Now, let’s get back to Tin Man for a moment. It takes as a starting point not L. Frank Baum’s source material, but the classic Judy Garland movie version. (Baum’s tale is not entirely dissimilar, but there are a host of scholarly studies that indicate the entire thing was an allegory about the United States and the need to stick with the gold standard for currency. The Cowardly Lion is none other than William Jennings Bryan. I’ll let you Google it on your own…)

Not In Kansas Anymore

Starting with a beloved and classic 100-minute movie and expanding it to more than 250 minutes is not an instant recipe for success. It’s risky as hell, because essentially the creators had to succeed in creating a story that was consistent, yet richer in tone. “Tin Man” has many creative touches and flourishes, but does not betray the original in a key point: if you started with “Tin Man” and did a “kiddie compression” like we’ve done with Grimm’s Cinderella, you could very well derive “The Wizard of Oz.” There were very subtle references to ideas and themes that explain things to an adult that would need to have been skipped, glossed, or simplified for children. “Tin Man” succeeded in being a dynamic three-dimensional object that leaves a familiar-looking shadow.
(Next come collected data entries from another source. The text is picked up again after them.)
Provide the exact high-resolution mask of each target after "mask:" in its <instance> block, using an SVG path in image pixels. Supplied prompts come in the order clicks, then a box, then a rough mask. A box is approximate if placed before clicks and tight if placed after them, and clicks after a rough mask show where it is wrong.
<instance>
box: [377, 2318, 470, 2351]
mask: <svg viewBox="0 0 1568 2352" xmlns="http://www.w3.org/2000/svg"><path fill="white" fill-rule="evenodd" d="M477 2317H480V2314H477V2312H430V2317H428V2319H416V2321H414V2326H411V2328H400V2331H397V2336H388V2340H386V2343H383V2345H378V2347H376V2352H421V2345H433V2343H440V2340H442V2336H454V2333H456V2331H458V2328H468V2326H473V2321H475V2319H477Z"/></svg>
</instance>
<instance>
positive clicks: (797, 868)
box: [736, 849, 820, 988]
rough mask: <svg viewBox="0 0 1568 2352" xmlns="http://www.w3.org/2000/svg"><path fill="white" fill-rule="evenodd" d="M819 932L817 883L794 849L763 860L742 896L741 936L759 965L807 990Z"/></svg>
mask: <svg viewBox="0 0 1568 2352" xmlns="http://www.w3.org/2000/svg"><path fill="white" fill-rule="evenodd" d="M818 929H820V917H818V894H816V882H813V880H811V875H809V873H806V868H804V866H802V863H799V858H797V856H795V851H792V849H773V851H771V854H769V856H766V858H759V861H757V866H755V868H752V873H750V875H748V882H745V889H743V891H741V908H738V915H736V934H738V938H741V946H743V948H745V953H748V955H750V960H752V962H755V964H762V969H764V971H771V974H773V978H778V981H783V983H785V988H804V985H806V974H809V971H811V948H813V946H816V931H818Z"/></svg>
Simplification of messages is an art that few really master. Just as important, though, is knowing how and when to flesh out an idea that deserves further attention. And finally, how to craft messages that speak to audiences at multiple levels. “Tin Man” provided an excellent example of the expansion and contraction of stories — and it was pretty fun to watch in its own right.

Just don’t let the kids in the room.